Managed Care Partners - Why geriatric care doesn't have to mean hospital care
Why geriatric care doesn't have to mean hospital care
Date: October 31, 2010
Bruce Leff has never been shy about his intentions to advocate for better care for older adults. A driving force behind Johns Hopkins Elder House Care Program, the Hopkins geriatrician is now co-piloting a national program called the Medicare Innovations Collaborative (Med-IC) to improve the quality of life for hospitalized elderly patients and help hospitals’ bottom line.
Leff and his colleague Albert Siu, professor of geriatrics at Mt. Sinai School of Medicine, are co-principal investigators for Med-IC, which shares best practices for improving hospital-based geriatric care. Ideally, says Leff, that means managing patients with chronic illnesses in an outpatient setting for as long as possible. But when acute flare-ups require hospitalization, these patients would be managed humanely and efficiently so that they could return home faster.
“We want to change how services get deployed,” says Leff, who is also a professor of health policy and management at Hopkins’ Bloomberg School of Public Health. “We need to deliver care to people in their homes to avoid the nastiness of hospitals, and when they need to be admitted we need to get them through that experience safely and efficiently, and when they are discharged we need to do our best to keep them from getting readmitted to the hospital.”

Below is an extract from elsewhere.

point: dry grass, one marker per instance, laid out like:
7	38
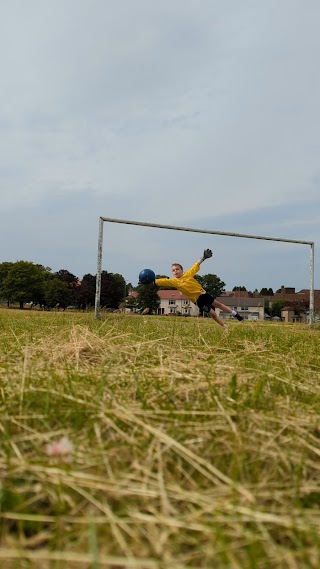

Leff’s research has found that patients with multimorbid conditions who are admitted to hospitals typically experience complications from inappropriately prescribed medications, suffer from preventable medical errors and go home lacking the information and follow-up they need. As a result, one in 10 is readmitted to a hospital within 15 days, and one in five is back at the hospital within 30 days.
Three years ago, Siu and Leff received a grant from The Atlantic Philanthropies to develop a business case giving hospitals the tools—evidence-based practices—to help them provide the best possible care to older adults. Med-IC evolved from there.
Rather than establish a center, Leff and Siu are working with early adopters of the concept. They sent a letter to 40 health systems with a geriatric service asking if they would join the Med-IC Collaborative, which would include access to experts, technical assistance and training. Though no money was offered, 26 applications came in.
Med-IC selected six sites with a proven track record for excellent geriatric care to act as “learning laboratories” to test the feasibility of offering novel programs that would incorporate six models of a “geriatric portfolio” care model. These include using established geriatric assessment tools and quality improvement; palliative care; a national program to improve elder care and nurse competence; strong transitional care; and Hospital at Home, a project Leff designed, which provides hospital-level care in a patient’s home to substitute for acute hospital care.
Leff acknowledges that for hospitals, Med-IC is a hard sell. But, he and Siu argue, the return on investment would result from reducing lengths of stay and freeing beds for other admissions.
Med-IC has had ongoing collaboration with policymakers, government officials, hospital administrators, researchers and organizations with ties to older adults. “If we have 20 to 50 programs in a climate of health care reform,” says Leff, “we can really get it moving.”
One reason Leff considers Med-IC so important “is that the baby boomers are coming, and many already need services for chronic health problems.” Innovations—like more nurse practitioners to deliver care—Leff believes, will become the norm. “Geriatrics has models that don’t get delivered because they’re considered the ‘losers.’ Here are six models that work. It’s a first step.”